Nurses say plans for NHS could see hospital beds and community services reduced


Plans to transform the NHS in England could lead to cuts in hospital beds and community services, leading nurses have warned.

The Royal College of Nursing (RCN) said proper funding for the process was key to making sure the strategies "solve instead of exacerbate" problems in the health and care system.

The comments come as new analysis conducted by the British Medical Association (BMA) concluded that there is "nowhere near enough" funding to deliver on the plans. 

Health managers in 44 areas of England have been ordered to draw up sustainability and transformation plans (STPs) setting out how they will reduce costs, change services and improve care in their region.

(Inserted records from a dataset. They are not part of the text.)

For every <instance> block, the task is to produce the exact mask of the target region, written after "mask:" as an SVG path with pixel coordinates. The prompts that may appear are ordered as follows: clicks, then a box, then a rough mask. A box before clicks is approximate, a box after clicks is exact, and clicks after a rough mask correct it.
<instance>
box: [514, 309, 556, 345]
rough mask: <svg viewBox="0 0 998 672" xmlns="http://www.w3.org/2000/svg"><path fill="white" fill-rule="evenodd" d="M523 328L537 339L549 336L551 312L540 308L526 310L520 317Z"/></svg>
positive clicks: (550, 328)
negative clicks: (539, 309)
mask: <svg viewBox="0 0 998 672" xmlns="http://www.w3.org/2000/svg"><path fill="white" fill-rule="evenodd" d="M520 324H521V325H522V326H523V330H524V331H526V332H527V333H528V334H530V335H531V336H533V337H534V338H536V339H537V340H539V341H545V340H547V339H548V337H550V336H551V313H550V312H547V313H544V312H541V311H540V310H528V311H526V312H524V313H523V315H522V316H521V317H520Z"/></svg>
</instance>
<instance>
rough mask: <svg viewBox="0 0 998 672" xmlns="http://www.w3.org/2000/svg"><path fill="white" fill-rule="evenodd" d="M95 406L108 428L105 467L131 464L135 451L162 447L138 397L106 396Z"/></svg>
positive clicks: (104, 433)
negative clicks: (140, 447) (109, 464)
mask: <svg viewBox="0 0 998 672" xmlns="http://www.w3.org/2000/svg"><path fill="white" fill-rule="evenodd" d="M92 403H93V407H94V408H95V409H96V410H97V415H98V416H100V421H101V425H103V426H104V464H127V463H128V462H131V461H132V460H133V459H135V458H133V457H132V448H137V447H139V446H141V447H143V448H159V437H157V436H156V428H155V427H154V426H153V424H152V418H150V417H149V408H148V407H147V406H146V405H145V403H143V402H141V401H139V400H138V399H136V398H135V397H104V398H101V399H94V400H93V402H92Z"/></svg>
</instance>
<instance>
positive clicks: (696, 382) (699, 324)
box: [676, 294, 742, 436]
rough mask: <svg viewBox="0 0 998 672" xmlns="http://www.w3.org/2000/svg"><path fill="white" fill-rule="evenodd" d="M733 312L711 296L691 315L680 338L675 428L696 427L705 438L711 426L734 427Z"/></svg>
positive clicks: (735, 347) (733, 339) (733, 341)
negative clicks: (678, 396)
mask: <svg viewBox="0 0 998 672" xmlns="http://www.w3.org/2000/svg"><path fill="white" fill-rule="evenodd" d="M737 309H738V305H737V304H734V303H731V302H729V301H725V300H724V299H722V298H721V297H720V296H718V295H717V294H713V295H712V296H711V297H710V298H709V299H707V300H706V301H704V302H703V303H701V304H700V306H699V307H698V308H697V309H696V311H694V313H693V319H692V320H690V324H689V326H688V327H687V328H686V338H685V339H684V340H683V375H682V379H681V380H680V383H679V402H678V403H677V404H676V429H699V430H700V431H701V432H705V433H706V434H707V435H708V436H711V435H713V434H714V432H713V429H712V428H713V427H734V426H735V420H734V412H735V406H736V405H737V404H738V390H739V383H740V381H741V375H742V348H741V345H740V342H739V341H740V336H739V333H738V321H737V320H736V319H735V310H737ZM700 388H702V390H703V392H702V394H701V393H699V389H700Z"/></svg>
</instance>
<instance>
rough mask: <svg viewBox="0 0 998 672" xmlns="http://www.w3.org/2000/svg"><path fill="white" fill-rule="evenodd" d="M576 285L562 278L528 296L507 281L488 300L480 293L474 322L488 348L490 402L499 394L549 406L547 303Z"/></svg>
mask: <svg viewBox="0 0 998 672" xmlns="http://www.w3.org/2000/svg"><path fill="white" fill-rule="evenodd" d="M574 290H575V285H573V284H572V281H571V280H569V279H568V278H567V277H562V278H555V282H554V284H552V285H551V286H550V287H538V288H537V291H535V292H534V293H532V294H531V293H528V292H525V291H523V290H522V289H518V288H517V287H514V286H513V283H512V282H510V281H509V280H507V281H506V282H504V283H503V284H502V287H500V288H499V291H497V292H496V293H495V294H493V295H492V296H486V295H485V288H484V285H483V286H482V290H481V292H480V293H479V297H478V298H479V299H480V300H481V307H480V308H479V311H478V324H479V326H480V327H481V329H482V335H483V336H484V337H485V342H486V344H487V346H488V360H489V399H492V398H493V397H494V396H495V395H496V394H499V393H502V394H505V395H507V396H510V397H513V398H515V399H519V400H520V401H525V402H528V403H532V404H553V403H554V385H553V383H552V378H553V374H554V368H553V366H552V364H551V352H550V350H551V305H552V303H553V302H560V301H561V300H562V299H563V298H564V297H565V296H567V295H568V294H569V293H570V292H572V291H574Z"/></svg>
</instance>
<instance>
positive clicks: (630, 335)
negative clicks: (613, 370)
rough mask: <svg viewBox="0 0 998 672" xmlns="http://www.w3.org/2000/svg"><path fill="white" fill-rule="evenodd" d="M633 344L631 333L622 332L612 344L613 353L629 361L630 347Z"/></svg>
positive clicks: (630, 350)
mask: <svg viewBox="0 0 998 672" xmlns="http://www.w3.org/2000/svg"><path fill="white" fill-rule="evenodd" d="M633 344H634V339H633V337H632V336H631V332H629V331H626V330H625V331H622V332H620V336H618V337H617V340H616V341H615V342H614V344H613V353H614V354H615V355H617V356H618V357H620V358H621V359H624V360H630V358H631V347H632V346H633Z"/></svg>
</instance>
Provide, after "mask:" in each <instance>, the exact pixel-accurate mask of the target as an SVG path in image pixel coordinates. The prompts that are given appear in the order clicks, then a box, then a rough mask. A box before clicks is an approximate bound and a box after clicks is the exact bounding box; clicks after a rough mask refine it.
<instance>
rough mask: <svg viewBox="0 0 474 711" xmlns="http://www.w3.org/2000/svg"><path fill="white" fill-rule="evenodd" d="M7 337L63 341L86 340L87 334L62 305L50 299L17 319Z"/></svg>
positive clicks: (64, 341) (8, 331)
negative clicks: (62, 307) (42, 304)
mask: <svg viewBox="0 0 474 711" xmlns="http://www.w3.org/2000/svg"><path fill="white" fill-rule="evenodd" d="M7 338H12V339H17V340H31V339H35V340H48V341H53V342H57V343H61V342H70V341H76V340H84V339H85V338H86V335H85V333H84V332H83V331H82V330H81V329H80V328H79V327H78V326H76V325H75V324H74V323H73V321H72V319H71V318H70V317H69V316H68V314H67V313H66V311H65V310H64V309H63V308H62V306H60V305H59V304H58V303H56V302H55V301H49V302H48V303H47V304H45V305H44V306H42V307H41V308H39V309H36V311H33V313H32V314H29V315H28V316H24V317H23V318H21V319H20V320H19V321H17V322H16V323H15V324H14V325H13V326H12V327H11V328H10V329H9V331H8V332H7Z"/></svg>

But following Freedom of Information requests to each of the areas, the BMA said that in order to deliver the plans, the NHS in England needs at least £9.5 billion of capital funding.

Responses from 37 of the 44 footprint areas found that more than half of the STP footprint areas have told NHS England they would need more than £100 million of upfront funding to make changes.

A handful have quoted capital needs of more than £500 million.

Meanwhile, figures released in October revealed that the NHS is facing rapidly rising maintenance fees - with NHS facilities needing more than £2 billion to pay for outstanding "significant" or "high risk" repairs.

Dr Mark Porter, chairman of the BMA's council, said: "The NHS is at breaking point and the STP process could have offered a chance to deal with some of the problems that the NHS is facing, like unnecessary competition, expensive fragmentation and buildings and equipment often unfit for purpose, but there is clearly nowhere near the funding required to carry out these plans.

"These plans are fast becoming completely unworkable and have instead revealed a health service that is unsustainable without urgent further investment, and with little capacity to 'transform' in any meaningful way other than by reducing the provision of services on a drastic scale."

Commenting on the anaylsis, Tom Sandford, director of England at the RCN, said: "While the aspirations of STPs may be admirable, the lack of any financial commitment from the Government is their Achilles' heel.

"We have always supported the aims of the plans - preventing ill health, joining up services, delivering care closer to home.

"But proper funding - and consultation - is key to making sure STPs solve instead of exacerbate the problems of England's health and care system.

"We remain concerned these plans will be used to make savings, and short-term cuts to hospital beds and community services will be made without any plans for the long-term change envisaged by NHS England.

"We hope this will be the final warning the Government needs to act on what is now a health and care funding crisis, and the March budget reflects this new reality."

Labour's shadow health minister Justin Madders added: "This significant intervention from the BMA shows again that the Government is failing to support the plans of local health communities by giving them the money they need to make the STP process work.

"It is one thing asking local health and social care leaders to get together and shape the services they need for the future, but by refusing to match the plans with appropriate funding the Government is undermining the work that is being carried out and setting them up for failure.

"It is time for the Government to take the blinkers off, listen to the experts, and recognise the scale of investment that is needed to make the NHS fit for the future."

An NHS England spokeswoman said: "Rather than just commenting from the sidelines, local health and care leaders and clinicians are coming together to actually try and solve some deep-seated problems by identifying practical ways to improve services.

"Yes, there are well-known pressures and constraints facing the NHS, but for patients' sake we should obviously all try and make the best of the situation, rather than just stand to one side and say, 'well, I wouldn't start from here'."